1

38 7 1
                                    

Savez-vous pourquoi nous rêvons ?

Non? Moi non plus. En réalité, je doute que quelqu'un sur cette terre ne sache expliquer, avec précision, un phénomène si complexe et mystérieux.

Autrefois, le rêve avait une connotation péjorative avant de gagner le sens familier que nous connaissons aujourd'hui. Je ne saurais y donner une définition très éloquente, hormis qu'il s'agit du fruit de diverses activités psychiques du cerveau en état d'inconscience – plus précisément, lors de sa phase paradoxale. Mais de toute évidence, le rêve n'est ni hallucination, ni rêverie. Alors qu'est-ce donc?

Beaucoup se sont penché sur le sujet, par le passé.

Sigmund Freud vous dirait qu'il s'agit de l'accomplissement d'un désir refoulé. Carl Jung, lui, s'y opposerait avec l'idée que le rêve veille plutôt au maintien de l'équilibre de notre psychisme. Des religieux réfuteraient, car il est pour eux un instrument de Dieu visant à communiquer avec ses Hommes, ou, pour d'autres, un message envoyé par le diable. Oh! Et saviez-vous qu'une croyance chamanique décrète que le rêve naît de l'évasion de l'âme lors de la phase du sommeil?

Toutes ces interprétations sont bien sympathiques, mais aucune d'elle ne répond réellement à ma question. Dans tous les cas, qu'il ait pour origine la divinité, le démonisme ou une source purement scientifique, je pense que nous pouvons tous être d'accord sur un point: pour rêver, il faut dormir.

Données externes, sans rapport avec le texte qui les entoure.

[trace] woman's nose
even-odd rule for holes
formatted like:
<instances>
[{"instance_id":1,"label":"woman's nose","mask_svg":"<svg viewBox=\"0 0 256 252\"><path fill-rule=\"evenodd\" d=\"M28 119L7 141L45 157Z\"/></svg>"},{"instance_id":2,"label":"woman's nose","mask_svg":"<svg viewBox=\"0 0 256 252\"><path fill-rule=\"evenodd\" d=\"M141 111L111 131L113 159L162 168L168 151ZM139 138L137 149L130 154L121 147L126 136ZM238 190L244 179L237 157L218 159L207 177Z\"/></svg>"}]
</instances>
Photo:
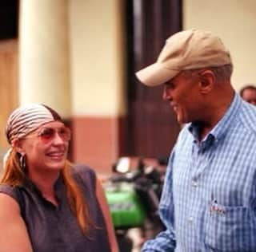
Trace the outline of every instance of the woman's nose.
<instances>
[{"instance_id":1,"label":"woman's nose","mask_svg":"<svg viewBox=\"0 0 256 252\"><path fill-rule=\"evenodd\" d=\"M163 88L162 91L162 99L164 100L169 100L170 99L170 91L166 87Z\"/></svg>"},{"instance_id":2,"label":"woman's nose","mask_svg":"<svg viewBox=\"0 0 256 252\"><path fill-rule=\"evenodd\" d=\"M57 132L54 134L54 143L55 144L59 144L64 143L63 139L59 136L58 132Z\"/></svg>"}]
</instances>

Et en l'occurrence je ne dors pas.

Alors pourquoi me retrouvé-je en plein cauchemar?

Réveille-toi, me dis-je.

Mais j'ai déjà les yeux ouverts.

Seuls mes globes oculaires obéissent aux signaux que mon cerveau leur envoie; mes membres, eux, sont aux abonnés absents. Peut-être suis-je en train de vivre ce qui s'appelle la paralysie du sommeil – chose effrayante mais assez courante, paraît-il. Ou alors je suis en train d'expérimenter un rêve lucide. Je n'en sais rien. Ma conscience est bien présente, toutefois je ne possède aucun contrôle sur mon environnement, ni même sur moi.

Je me demande si mon sommeil paradoxal a débuté. Je me demande si même mon sommeil a débuté? Ah, et question assez absurde mais non négligeable: est-ce le jour, ou la nuit?

Regardez par la fenêtre, me direz-vous, et voyez si le soleil pointe le bout de son nez à l'horizon. Ha! Mais mes braves gens, je ne puis remuer un seul doigt. Ma fenêtre me semble si loin! Et ne savez-vous pas que lumière n'est pas synonyme de jour? Tout comme l'obscurité ne veut point dire nuit?

Ah. Je vois que vous n'êtes pas très d'accord. C'est vrai, après tout, il existe des propriétés fondamentales à notre monde et il y a de fortes chances que vous ayez toujours connu la suivante : jour et nuit se succèdent suivant le mouvement et la position de notre planète bleue par rapport à l'étoile la plus volumineuse de la galaxie, le soleil. Mais qui a décrété que les nuits seraient obscures? Qui a décidé que les journées seraient lumineuses ?

Pourquoi pas des nuits blanches, et des jours plongés dans l'ombre ?

Décidément, je me sens bien envieux. Celui ou celle qui a choisi, il y a fort longtemps, les notions de jour et de nuit n'a visiblement jamais connu les interférences entre les deux. Mais moi, si. Et que vous tentiez de le nier ou non : vous aussi.

Sérieusement, regardez-moi. Allongé dans mon lit, cloué à mon matelas ; frustration d'un énergumène avec du béton dans les veines. Le drap fin, que je trouvais pourtant si soyeux auparavant, est presque rêche contre ma peau en sueur à laquelle il est désagréablement collé. Ma mâchoire serrée me laisse tout aussi inconfortable : l'air peine à traverser mes voies respiratoires, et mes poumons en quête d'oxygène risquent tout aussi bien de s'atrophier. Et mes yeux. Oh, mes yeux ! La taille de la lune ! Mes pupilles sont dilatées – je le sais – dilatées, dilatées, dilatées ! Mais je ne vois rien. Pas étonnant ! Aucun filet de lumière dans cette marée de noirceur qui inonde les environs.